Charles, s’enveloppant de son peignoir de soie, se leva et silencieusement prépara le thé. Betty se tourna vers Max et énervée, lui cercla le cou de ses bras. Soudain elle éprouvait un besoin intense de caresses, comme pour chasser la hantise qui la harcelait et puisque Charles se refusait à la satisfaire, elle essayait l’autre.

Mais l’éphèbe fit une volte-face brusque et fixant la gamine, cria d’un air farouche :

— Dis donc, tu vas le laisser tranquille !

Max s’éloigna en souriant et Betty ricana :

— J’vas pas t’ l’user !

C’était là une réflexion entendue jadis, et qu’elle répétait au hasard, fière de sa science.

Il prirent le thé et mangèrent des bonbons, Charles se livrait à ses petites mines de chatte, reniflait son mouchoir parfumé. Max riait du bout des lèvres, étudiant ses gestes, se mirant d’un coup d’œil de côté, en une grande glace appliquée au mur. Seule Betty restait naturelle, jugeant toutes ces mièvreries aussi ridicules qu’inutiles. Des trois, elle semblait la plus masculine.

Enfin elle s’en alla, avec au fond de son cœur, un remords aigu. Le soir en dînant de charcuterie, elle n’osait fixer sa mère, se la figurant à l’avance, rouée de coups par le joli « gigolo ». En même temps, elle s’affirmait que ce n’était que justice et en sa jugeotte simpliste elle reconnaissait l’erreur de Madame Cérisy.

Celle-ci par contre rêvait au petit ami qu’elle attendait avec une passion croissante.

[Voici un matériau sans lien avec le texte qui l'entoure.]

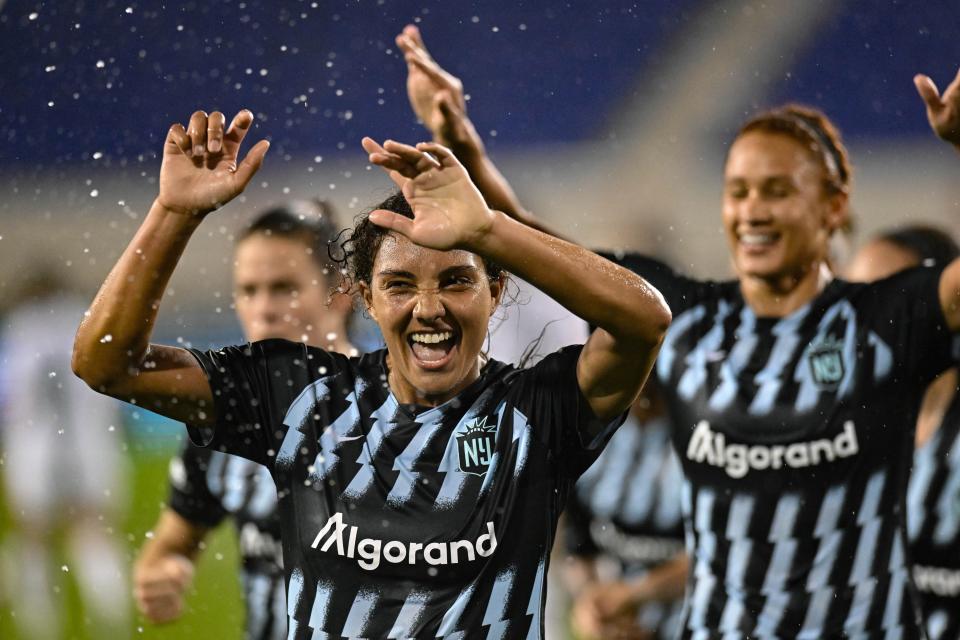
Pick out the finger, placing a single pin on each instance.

Ce jour-là, les caresses du tapissier lui avaient été pénibles, elle en avait souffert atrocement, comparant aux câlineries raffinées du mignon.

L’embarras de Betty, fit cesser la scène, elle reprit toute sa sérénité. Pourtant elle ne se montra point maternelle comme au temps passé ; entre la mère et la fille, un lien invisible s’était brisé, elles étaient plus séparées que jamais.

Elles gagnèrent leur chambre après un froid baiser, il semblait qu’une animosité sourde les dressait l’une contre l’autre.